All of this leads back to the key analytical question: what besides ownership matters? There are five likely answers. First, public taste matters. Corporations try to anticipate it and to channel it but they know very well they cannot control it. Second, professional norms, values, and courage matter. Although Wall Street provides the money to operate major media, stock traders and investment bankers do not themselves risk their lives covering Iraq or check the spelling of the name of the murder victim or sit through the city council meeting or track down the expert who might explain cancer clusters or global warming. Journalists who aren’t easily pushed around do. Third, public legitimacy matters. Even the major media depend on it and cannot entirely manipulate it; without public legitimacy, they are vulnerable to government regulation, particularly in radio and television, and they are also vulnerable to public disaffection and protest.
Fourth, there is a climate of opinion within which the media operate, to which they are bound, and on which they have only modest influence. Today’s climate of opinion is powerfully influenced by science, gives more credence to religion than it once did, tolerates a new coarseness in public expression, accords less deference to conventional authorities and canons, and endorses a view of the United States as multicultural. Fifth, the degree of consensus in the political elite matters. When there is significant, open disagreement among politicians, the media are empowered and emboldened to report critically; when politicians close ranks, as they did in the early years of the Vietnam War or in the wake of September 11, the media have no constituency for pressing alternative viewpoints.
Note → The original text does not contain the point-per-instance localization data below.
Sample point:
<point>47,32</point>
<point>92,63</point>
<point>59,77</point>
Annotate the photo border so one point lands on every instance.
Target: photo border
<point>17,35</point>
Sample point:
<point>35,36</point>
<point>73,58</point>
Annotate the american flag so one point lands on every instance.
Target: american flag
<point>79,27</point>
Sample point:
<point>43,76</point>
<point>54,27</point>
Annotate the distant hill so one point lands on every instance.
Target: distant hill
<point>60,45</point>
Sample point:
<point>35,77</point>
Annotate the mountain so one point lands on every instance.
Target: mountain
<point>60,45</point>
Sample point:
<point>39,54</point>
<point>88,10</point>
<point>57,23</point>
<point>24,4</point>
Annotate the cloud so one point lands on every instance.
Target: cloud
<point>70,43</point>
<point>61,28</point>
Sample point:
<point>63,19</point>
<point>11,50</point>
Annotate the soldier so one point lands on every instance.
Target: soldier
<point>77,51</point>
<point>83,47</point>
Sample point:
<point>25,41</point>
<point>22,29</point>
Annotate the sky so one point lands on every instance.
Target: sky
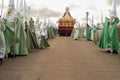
<point>78,8</point>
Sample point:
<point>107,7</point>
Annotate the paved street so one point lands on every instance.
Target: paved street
<point>65,59</point>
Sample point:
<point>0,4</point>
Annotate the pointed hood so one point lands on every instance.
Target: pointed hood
<point>11,4</point>
<point>113,11</point>
<point>25,9</point>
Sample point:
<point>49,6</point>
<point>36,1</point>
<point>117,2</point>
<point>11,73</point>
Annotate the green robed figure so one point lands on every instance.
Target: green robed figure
<point>15,37</point>
<point>109,38</point>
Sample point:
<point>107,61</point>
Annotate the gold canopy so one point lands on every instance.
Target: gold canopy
<point>67,20</point>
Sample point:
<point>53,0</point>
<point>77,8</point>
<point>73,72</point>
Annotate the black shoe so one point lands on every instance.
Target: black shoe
<point>108,51</point>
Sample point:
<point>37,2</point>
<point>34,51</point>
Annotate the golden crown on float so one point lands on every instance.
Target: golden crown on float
<point>67,20</point>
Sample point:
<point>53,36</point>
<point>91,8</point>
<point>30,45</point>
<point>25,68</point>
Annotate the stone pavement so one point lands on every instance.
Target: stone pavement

“I believe in my bones,” says the dissenting FCC Commissioner Michael Copps in Klinenberg’s concluding paragraph, “that few priorities our country confronts have such long-term effect on our democracy as how America communicates and converses with itself and how this process has deteriorated.” “Deterioration” is not the term to apply to radio news when we have enjoyed better service through NPR stations for the past thirty years than ever before; it does not apply to national investigative reporting that is better since the Vietnam years than it ever was before; it does not apply to an Internet that is still building its public affairs muscle in remarkable ways. It’s one thing to warn that our structure for public communication is a national resource that should not be squandered; it is another thing to moan that it all just gets worse and worse.
There were five newspapers in Baltimore a century ago when H.L. Mencken began his career in journalism. Of those papers he wrote, “Four of them were cheap, trashy, stupid and corrupt. They all played politics for what there was in it, and leaped obscenely every time an advertiser blew his nose. Every other American city of that era was full of such papers—dreadful little rags, venal, vulnerable and vile.” But at least the media were not concentrated! Ownership is important. Ownership is not everything.